For training and evaluating mass-decorrelated Hbb vs. Dijets tagger and Hbb vs. Top tagger.
- Clone the package:
$ git clone https://github.com/allenshihlung/mass_decorrelated_hbb_tagger.git
$ cd adversarial-master
- Install miniconda and other dependencies to create the appropriate software environments:
$ source install.sh
- Add path to .bashrc in your ~ directory
$ cd ~
$ cat "export PATH=<path to your the bin directory of your miniconda installation>:$PATH"

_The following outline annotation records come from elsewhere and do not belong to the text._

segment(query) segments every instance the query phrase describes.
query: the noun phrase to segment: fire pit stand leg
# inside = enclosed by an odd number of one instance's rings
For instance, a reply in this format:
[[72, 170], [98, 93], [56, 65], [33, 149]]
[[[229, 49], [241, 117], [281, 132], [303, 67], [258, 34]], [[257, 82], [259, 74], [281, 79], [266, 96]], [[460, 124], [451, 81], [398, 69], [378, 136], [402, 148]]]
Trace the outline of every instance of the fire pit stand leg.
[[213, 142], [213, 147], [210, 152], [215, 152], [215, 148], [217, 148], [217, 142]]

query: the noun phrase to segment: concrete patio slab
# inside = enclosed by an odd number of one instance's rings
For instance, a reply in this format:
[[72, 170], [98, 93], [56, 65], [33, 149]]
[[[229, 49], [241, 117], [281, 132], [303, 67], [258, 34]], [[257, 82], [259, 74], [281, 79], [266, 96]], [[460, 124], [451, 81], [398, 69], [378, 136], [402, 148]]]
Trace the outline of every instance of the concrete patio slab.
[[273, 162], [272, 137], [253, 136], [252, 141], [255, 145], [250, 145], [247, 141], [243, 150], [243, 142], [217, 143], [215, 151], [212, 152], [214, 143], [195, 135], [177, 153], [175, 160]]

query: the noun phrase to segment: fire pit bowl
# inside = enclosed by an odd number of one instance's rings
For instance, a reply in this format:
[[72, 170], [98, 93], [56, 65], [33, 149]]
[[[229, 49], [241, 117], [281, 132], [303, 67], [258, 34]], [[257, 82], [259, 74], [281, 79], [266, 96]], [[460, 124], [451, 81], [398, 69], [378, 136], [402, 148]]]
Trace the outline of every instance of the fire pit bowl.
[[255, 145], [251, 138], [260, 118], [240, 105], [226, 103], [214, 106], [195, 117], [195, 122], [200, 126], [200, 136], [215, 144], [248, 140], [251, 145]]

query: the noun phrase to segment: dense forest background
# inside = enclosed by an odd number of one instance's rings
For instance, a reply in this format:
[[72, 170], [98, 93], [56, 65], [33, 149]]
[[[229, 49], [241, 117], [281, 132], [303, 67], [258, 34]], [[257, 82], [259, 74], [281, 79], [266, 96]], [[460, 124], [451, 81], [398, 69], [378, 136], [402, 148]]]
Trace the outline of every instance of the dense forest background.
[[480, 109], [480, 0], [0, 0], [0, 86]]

- Activate the conda environment
$ cd <path to your adversarial-master directory>
$ source activate.sh
- Gather all .h5 datasets into hbbDijetsDatasets/ or hbbTopDatasets/ On PDSF, this can be done by
$ python dataprocessing/getDatasets.py
Note that the name of each dataset has to follow the following format:
.h5 For example:
user.dguest.15830754._000001.output_301498_H.h5
and
user.dguest.15830705._000040.output_361027_N.h5
- Label the datasets
$ python dataprocessing/labelHbbDatasets.py
This will place the labelled datasets into labelledHbbDijetsDatasets/ or labelledHbbTopDatasets/
- Extract necessary columns for reweighting (we will add the other columns back after reweighting)
$ python dataprocessing/extractedPt.py
This will place the labelled datasets into extractedHbbDijetsDatasets/ or extractedHbbTopDatasets/
- Reweight and subsample
$ python -m prepro.reweightData --train <test events to subsample in millions> --test <test events to subsample in millions> --max-processes <max concurrent processes to be spun off>
This will place the processed extractedData.h5 file in reweightDatasets/
- Append all other columns back
$ python dataprocessing/appendHbbTop.py
This will place the processed data.h5 file in input/
Ready to go for training!
For training with the default configuration:
$ python -m run.adversarial.train --train
To make any changes to the configurations, locate the default.json file in the configs/.
Locate the perform_studies function in tests/comparison.py and comment out or uncomment any study. Then run
$ python -m tests.comparison
The plots will be saved in figures/